Sunday, May 9, 2010
Fresh Favas are Fabulous!
Yes, I know. Preparing fresh fava beans is a lot of work. All that husking, steaming and peeling; the big mound of green pods which shrinks into a modest bowl of beans, the dark fava juice stains on your fingertips, the pile of empty husks to schlep out to the compost bin. But there's nothing as fabulous in the height of springtime as a bowl of delicate fresh fave to savor slowly after hard labor.
The fava season is very short and is awaited eagerly by aficionados. If you spot fresh favas in the produce market, take a generous quantity home or you may have to wait till next spring for another opportunity. Select unblemished pods and avoid any which have begun to split open or are too large, as this indicates that the beans are overly mature.

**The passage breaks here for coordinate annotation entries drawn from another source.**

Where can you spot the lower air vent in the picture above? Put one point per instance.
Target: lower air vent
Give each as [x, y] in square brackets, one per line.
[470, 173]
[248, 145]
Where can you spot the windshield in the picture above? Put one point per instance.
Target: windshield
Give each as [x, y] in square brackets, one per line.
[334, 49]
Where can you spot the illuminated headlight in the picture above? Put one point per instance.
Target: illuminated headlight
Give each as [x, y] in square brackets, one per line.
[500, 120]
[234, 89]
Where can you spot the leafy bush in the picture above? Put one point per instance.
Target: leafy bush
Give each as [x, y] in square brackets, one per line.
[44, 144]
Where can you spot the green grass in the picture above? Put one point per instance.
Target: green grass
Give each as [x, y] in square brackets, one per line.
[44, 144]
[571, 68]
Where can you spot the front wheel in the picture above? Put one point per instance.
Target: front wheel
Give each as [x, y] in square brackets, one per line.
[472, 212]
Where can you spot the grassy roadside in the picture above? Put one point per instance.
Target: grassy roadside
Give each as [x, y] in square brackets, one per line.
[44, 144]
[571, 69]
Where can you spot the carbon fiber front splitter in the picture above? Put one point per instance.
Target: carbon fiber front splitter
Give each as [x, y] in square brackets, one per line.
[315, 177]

Shelling favas can be a pleasant meditative activity; sit with a bowl in your lap and enjoy the simple task of splitting open the pods and removing the beans. To cook, bring a pot of fresh water to a boil; add the beans and simmer gently for three to five minutes until just tender. Remove from heat immediately, drain and immerse in a bowl of cold water to prevent further cooking.
When cool enough to handle, remove the thin outer skin from each bright green bean (more meditation, more compost!) Place peeled favas in a bowl, sprinkle with olive oil, fresh lemon juice and a little sea salt. Serve immediately and with the first taste you'll agree that this fabulous slow food is worth every minute of preparation!
Health note: A genetic disorder known as G6PD deficiency, most common in individuals of African, Middle Eastern and South Asian heritage, can cause critical illness following consumption of fava beans. For further information, please Google "favism" or "G6PD deficiency".